Background
Coronary artery bypass grafting (CABG) is aimed at restoring blood flow to the heart by bypassing blocked or narrowed coronary arteries. More than 200,000 patients undergo CABG in the United States (US) annually [
1]. Approximately 14% of patients go to the emergency department (ED) within 30 days after CABG, for a range of postoperative complications including graft malfunction, sternal wound infection, pneumonia, stroke, venous thromboembolic events (VTEs), atrial fibrillation (AF), pulmonary hypertension, pericardial effusion, kidney function impairment, gastrointestinal issues, and hemodynamic instability [
2,
3]. The risk factors contributing to perioperative mortality and morbidity associated with CABG can be categorized into 3 main groups: patient-related attributes, characteristics of the healthcare providers, and factors arising after the surgical procedure itself [
3]. During the CABG procedure, a patient is placed on cardiopulmonary bypass in which a machine replaces the functions of the heart and lungs [
4]. Once the procedure is completed, bypass is discontinued and heart and lung functions are restored.
A target oxygen saturation of 94 to 98% in most ill patients is recommended by the British Thoracic Society guideline [
5]. Lower oxygen saturations are associated with an increased risk of death from pulmonary diseases [
6]. Among the diseases that compromise respiratory function, chronic obstructive pulmonary disease (COPD) and obstructive sleep apnea (OSA) are known to affect blood oxygen level [
7,
8], and both conditions are established risk factors for premature death [
9,
10]. Notably, COPD and OSA frequently co-exist or overlap, and this convergence is referred to as OSA-COPD overlap. The overlap of the 2 conditions has an established clinical relevance, but lacks proper recognition within the broader community of respiratory health experts. Individuals affected by the overlap between OSA and COPD often have increased respiratory symptoms and a diminished quality of life.

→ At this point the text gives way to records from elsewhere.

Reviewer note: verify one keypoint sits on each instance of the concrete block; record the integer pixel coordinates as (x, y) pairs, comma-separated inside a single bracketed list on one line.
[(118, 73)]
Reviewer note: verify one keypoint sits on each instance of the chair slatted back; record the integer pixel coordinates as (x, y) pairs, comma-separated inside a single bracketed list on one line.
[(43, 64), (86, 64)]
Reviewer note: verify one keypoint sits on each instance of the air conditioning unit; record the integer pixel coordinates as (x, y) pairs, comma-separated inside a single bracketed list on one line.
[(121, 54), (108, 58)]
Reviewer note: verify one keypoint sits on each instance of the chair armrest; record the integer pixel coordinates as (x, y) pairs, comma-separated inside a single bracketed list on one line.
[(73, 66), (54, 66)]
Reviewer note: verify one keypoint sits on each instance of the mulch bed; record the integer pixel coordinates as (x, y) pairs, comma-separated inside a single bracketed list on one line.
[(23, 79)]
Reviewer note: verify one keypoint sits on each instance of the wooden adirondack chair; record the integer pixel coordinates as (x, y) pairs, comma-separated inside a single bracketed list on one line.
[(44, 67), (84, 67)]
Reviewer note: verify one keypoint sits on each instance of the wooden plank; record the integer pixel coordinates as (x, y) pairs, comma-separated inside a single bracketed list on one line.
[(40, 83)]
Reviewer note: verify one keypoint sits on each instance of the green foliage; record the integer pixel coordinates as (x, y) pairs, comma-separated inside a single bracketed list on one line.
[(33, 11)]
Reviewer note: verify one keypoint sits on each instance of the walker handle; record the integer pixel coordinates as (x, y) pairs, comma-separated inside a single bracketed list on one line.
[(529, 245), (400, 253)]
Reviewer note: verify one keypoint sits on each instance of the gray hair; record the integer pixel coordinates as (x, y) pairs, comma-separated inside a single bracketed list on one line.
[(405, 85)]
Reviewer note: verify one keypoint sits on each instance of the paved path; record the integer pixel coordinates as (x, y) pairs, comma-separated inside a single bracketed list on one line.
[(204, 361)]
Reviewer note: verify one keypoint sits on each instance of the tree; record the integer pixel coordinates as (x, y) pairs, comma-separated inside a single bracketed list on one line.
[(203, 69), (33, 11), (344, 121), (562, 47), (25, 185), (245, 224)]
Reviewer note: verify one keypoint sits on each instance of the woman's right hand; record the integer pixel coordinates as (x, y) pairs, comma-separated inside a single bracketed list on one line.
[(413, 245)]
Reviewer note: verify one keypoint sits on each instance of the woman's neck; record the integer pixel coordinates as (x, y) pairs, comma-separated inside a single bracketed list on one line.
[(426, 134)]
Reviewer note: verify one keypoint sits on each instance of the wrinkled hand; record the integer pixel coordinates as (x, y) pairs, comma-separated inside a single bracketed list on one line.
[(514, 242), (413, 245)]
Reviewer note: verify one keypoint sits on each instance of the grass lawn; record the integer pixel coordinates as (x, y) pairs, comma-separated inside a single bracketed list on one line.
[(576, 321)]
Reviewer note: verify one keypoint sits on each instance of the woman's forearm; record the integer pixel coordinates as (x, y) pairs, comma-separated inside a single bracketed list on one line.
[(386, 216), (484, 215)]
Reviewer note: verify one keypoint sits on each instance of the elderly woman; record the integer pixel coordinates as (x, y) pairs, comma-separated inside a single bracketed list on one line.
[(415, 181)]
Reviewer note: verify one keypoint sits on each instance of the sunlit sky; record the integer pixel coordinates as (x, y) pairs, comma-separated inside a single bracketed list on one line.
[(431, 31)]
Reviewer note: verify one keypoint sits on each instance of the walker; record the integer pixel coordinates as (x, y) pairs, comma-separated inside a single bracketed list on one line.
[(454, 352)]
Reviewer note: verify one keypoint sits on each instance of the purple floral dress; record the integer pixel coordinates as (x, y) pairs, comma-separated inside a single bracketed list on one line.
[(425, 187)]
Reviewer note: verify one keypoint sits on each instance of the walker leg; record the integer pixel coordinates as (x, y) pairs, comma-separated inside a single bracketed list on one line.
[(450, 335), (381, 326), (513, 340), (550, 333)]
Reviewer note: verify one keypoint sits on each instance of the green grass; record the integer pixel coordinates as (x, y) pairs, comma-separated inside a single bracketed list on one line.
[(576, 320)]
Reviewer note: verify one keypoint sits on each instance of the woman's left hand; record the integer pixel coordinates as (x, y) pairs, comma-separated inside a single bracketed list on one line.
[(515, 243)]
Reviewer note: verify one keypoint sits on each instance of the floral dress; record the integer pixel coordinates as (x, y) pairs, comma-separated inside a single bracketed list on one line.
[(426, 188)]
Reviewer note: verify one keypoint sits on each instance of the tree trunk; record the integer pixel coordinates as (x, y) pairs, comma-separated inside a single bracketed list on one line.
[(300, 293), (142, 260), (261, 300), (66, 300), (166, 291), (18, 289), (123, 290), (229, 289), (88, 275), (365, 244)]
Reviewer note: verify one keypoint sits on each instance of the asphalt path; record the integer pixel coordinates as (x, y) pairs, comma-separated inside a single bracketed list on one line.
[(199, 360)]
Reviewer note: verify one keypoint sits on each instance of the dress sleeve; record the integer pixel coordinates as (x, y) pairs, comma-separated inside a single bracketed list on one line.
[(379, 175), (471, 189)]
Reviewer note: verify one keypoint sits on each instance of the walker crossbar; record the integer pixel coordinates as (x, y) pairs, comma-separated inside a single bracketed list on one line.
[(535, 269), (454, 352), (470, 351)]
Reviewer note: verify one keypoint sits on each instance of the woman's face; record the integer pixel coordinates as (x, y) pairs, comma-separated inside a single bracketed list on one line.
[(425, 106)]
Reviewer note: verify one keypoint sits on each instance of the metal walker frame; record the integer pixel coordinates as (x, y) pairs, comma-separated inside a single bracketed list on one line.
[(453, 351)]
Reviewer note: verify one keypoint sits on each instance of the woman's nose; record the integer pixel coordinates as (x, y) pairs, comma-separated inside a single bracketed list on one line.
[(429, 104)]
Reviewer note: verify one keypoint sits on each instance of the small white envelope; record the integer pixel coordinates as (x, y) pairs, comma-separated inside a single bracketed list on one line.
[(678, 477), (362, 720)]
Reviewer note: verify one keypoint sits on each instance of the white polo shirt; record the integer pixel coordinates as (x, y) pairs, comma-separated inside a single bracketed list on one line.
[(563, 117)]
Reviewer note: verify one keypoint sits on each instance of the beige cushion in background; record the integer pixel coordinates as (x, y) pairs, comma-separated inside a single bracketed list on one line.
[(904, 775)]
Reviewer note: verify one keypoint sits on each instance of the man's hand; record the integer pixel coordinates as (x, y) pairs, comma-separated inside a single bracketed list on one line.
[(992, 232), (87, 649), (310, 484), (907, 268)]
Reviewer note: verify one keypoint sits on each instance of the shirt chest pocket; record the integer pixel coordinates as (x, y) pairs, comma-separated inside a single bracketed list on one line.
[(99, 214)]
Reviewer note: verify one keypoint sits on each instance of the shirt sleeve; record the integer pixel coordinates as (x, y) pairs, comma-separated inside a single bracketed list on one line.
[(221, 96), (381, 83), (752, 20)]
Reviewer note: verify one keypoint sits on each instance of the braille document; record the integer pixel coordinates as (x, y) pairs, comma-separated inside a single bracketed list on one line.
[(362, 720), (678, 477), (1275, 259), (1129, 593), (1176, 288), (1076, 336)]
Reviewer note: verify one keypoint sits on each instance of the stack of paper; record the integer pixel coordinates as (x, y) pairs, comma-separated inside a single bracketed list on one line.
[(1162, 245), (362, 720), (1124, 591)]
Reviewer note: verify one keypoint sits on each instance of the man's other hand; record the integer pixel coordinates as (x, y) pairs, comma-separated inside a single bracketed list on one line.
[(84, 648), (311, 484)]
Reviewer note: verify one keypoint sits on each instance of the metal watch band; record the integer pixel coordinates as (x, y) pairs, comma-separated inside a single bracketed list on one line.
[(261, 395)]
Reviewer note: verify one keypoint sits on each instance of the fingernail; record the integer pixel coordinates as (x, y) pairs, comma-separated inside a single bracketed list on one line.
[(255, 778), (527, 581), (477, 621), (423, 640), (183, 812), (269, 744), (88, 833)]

Moreover, the likelihood of experiencing exacerbations, hospital admissions, and mortality exceeds what is typically linked to each individual condition on its own [
11,
12].
Previous studies have linked OSA to adverse outcomes in patients undergoing CABG, including a higher risk of postoperative complications such as respiratory distress, arrhythmias, and prolonged hospital stays [
13,
14]. Similarly, individuals with COPD who undergo CABG also have increased risks of perioperative complications, including respiratory infections, longer mechanical ventilation, and prolonged hospitalization [
15,
16]. Recently, a study by Desai et al. [
17] examined the influence of OSA-COPD on outcomes following percutaneous coronary intervention (PCI), and demonstrated that patients with OSA-COPD overlap experienced worse outcomes than those with OSA alone. However, no study has yet evaluated the influence of OSA-COPD overlap in the setting of CABG.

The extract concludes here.